Cody’s Pivot Playbook: How to Maintain Customer Focus When Your Original Solution Fails
When a global pandemic obliterates your business model, most founders would panic. But in a recent Category Visionaries episode, Cody CEO Christelle Rohaut shared how her team turned this existential threat into an opportunity for 10X growth by staying laser-focused on their core problem rather than their initial solution.
The Original Vision: From Urban Planning to Market Innovation
Cody’s original mission emerged from a simple observation about inefficient city design. As Christelle explains: “Here you have more like small commercially zoned downtown where all the offices are, and then you have very large residentially zoned neighborhoods where everybody lives.” This inefficient separation created massive commutes with downtowns packed during workdays while residential neighborhoods sat empty.
Their solution? Transform empty homes into daytime workspaces for remote workers. “We can bring workspaces closer to where people live instead of making them commute far, and that would reduce carbon emissions and boost local economies and revitalizes our neighborhoods,” Christelle shares.
When Reality Hits Your Business Model
Then COVID-19 hit. “When you operate a physical business, like physical locations, it was rough because shelter in place made us shut down all our locations for a little while,” Christelle recalls. Their original business model was effectively dead.

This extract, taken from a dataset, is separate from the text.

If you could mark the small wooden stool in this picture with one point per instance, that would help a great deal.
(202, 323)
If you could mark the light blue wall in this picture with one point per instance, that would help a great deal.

But rather than desperately trying to save their initial solution, they took a step back to examine the core problem they were solving. This led to a crucial insight that would guide their pivot: “We’ve always been about hybrid work, remote work, decentralized work, and more than ever, that was like the frontline topic for all companies and for the whole world discovered remote work.”
The Pivot Framework: Problem Over Solution
The key to Cody’s successful pivot was maintaining unwavering focus on the core problem while remaining flexible about solutions. As Christelle explains: “I think it’s just as a founder as a company, staying focused on solving a problem and not being too in love with a solution. I was very much in love with residential spaces and utilizing that as a workspace, but there was no product market fit there.”
Instead of forcing their original vision, they looked for new ways to solve the same fundamental problem of workspace accessibility. This led them to partner with commercial landlords facing high vacancy rates, creating a managed marketplace that connected companies seeking flexibility with underutilized office spaces.
Recognizing Market Power Shifts
The pivot worked because they recognized a fundamental shift in market dynamics. “The beauty of today is that demand got the power back,” Christelle notes. “If all the demand want a one year term, supply doesn’t have a choice… offering a five year lease is no longer in demand.”
This insight helped them position their new solution at the intersection of changing customer demands and traditional supplier constraints.
The Results: Growth Through Focus
The pivot proved transformative. Since repositioning the business in fall 2021, Cody has grown their customer base by 10X. But more importantly, they’ve remained true to their original mission of making workspaces more accessible and efficient.
The Framework for Successful Pivots
Cody’s experience offers a valuable framework for founders facing similar challenges:
- Focus on the problem, not your original solution
- Stay attuned to market shifts that create new opportunities
- Be willing to abandon beloved initial solutions that aren’t working
- Look for ways to solve the same problem through different means
- Maintain your core mission while pivoting your approach
As Christelle summarizes: “We’re still on the same mission of decentralizing access to workspaces and making having a space a lot easier than it is today.” Their story shows that successful pivots don’t require abandoning your mission – they require doubling down on the core problem you’re solving while remaining flexible about how you solve it.